Milochka hadn’t made up her mind yet to repeat her question about the room, and the old man seemed to have forgotten all about it. He was busy working, holding brass tacks between his lips.

Behind the old man, inside the half-lit hut, Milochka could make out colorful pictures on the smoke-cured wall, torn from magazines: alluringly beautiful women, brightly made up, hair curled; the Indian actor Raj Kapoor in a straw hat, with a handkerchief knotted at his neck; Fidel Castro and his black beard and beret, and in the most prominent place of all, the obligatory mascot of all shoemakers, Stalin. That was a magazine illustration too. Georgia’s native son, in a white jacket and boots, holds an elderly Georgian woman by the arm. She is dressed in black and looks like the women in this settlement. His mother, apparently.

What a mess, Milochka thought, with another look at all the pictures on the wall.

The old man pounded on the sole, whittled it down with a file, and looked it over, satisfied, giving it a pat with his small, brown palm. Finally, Milochka made up her mind to speak again.

“Who has a foot that big? Like a giant!” She nodded toward the shoe that was ready. The old man put it down near the door and picked up the next one.

“These are Aslan’s shoes!” he said gently.
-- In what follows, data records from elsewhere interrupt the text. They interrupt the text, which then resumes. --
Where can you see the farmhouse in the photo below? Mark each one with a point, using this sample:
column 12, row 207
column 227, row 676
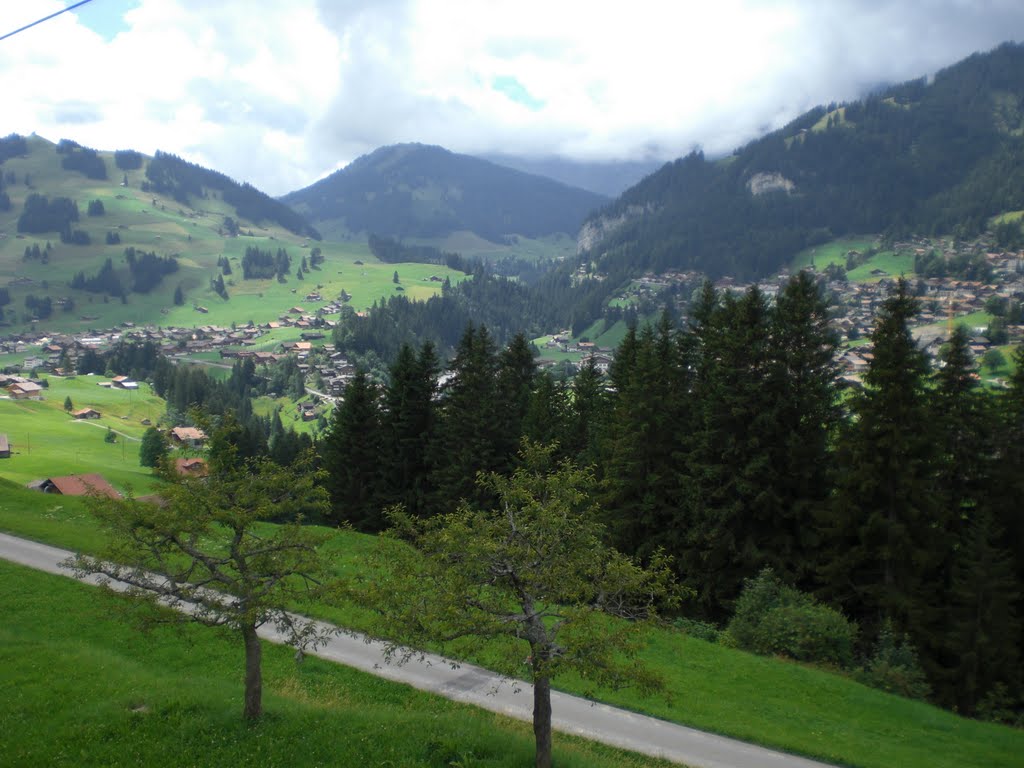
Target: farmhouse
column 190, row 467
column 79, row 485
column 26, row 390
column 188, row 436
column 123, row 382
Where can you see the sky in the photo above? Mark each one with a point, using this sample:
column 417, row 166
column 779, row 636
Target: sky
column 283, row 92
The old man used pliers to coax the gleaming nails from the sole of the second shoe, and put them down neatly, side by side on the threshold.

Milochka felt braver now, encouraged by his friendly tone.

“And who is this Aslan?” To herself, she wondered if he might be a young man, and a possible boyfriend.

“Aslan is Tomiko’s son. He’s at the war.”

“What war?”

“What war do you think? The one they had… That’s where he is.” And the old man nodded toward the sea.